How old are you?
Where are you from?
Ilford, Essex, which is fairly close to London.
Do you remember the first picture you ever took?
Not really. I had a Kodak Instamatic camera — with flashbulbs — as a child.
How and when did you start shooting professionally?
I was taking photographs in the 1970s — holiday snaps really — but in the late 1980s my photography suddenly got more serious. While studying photography I discovered Henri Cartier-Bresson and Elliott Erwitt among others. That was the start but I was never drawn to photography as a profession, it was initially a hobby — it still is in many ways — but I did first start to seek photography work in 1994. I was doing care work for several years, on and off but I did eventually make the jump.
How do you approach your subjects in street photography?
I never interact with the people I photograph on the streets, my style is unobtrusive, a more fly on-the-wall approach.
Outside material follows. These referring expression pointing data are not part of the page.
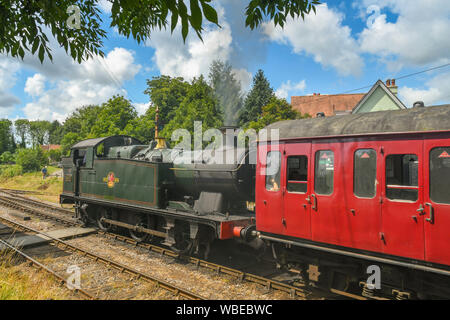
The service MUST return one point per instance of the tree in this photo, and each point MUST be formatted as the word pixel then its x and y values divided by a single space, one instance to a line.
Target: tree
pixel 200 104
pixel 259 96
pixel 7 142
pixel 39 132
pixel 167 93
pixel 227 90
pixel 27 24
pixel 68 141
pixel 31 159
pixel 113 117
pixel 22 127
pixel 276 110
pixel 81 120
pixel 55 134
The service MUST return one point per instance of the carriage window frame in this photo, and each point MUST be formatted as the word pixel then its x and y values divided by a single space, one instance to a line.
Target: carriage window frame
pixel 401 185
pixel 356 174
pixel 431 165
pixel 317 166
pixel 295 181
pixel 277 176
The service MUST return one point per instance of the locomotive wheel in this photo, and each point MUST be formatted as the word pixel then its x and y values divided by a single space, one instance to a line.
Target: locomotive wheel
pixel 139 236
pixel 104 213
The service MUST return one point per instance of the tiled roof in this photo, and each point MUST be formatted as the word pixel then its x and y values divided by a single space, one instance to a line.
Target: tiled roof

But my ‘subjects,’ well, I just take ‘my’ photographs, what catches my eye. Some of my photos lean towards abstract.
Is there any way to get out of a creative rut? What inspires you to keep going?
I’ve been taking photographs for thirty years. It’s a challenge but I keep at it. Inspiration is the key and I am still learning. There are always a few photographers, past and present, who I can bounce off. Their work particularly in books — when carefully done — feeds me, gives me hope.
Which photographer or artist do you admire the most?
It’s predictable to reel off a list of photographers, even artists but often it’s the ones who do it right to the end of their lives. Those that rage against the dying of the light, Lucian Freud, Picasso. I love the idea of late great work.
What is something you wish you knew more about?
With photography I could say technical stuff but I’ve survived so far. Better grammar is more important to me now.
Favorite travel destination?
The places that I’ve not yet been too, especially cities such as Havana, Kyoto, Buenos Aires.
The best movie you ever saw and why?
There is not one specific film that I can list. But I like mood created by the cinematography and music. ‘The Revenant’ is a good example, you feel the landscape and the struggle to survive.
One thing people would be surprised to find out about you?
It would be better to surprise myself. But writing half songs on the guitar, the true surprise would be if they were any good.
Your advice to someone who is reading this and wants to be a photographer?
To reach the highest level requires obsession, some people do it quietly, others not. It is no coincidence that the truly great photographers, those that really make a mark are naturally obsessed.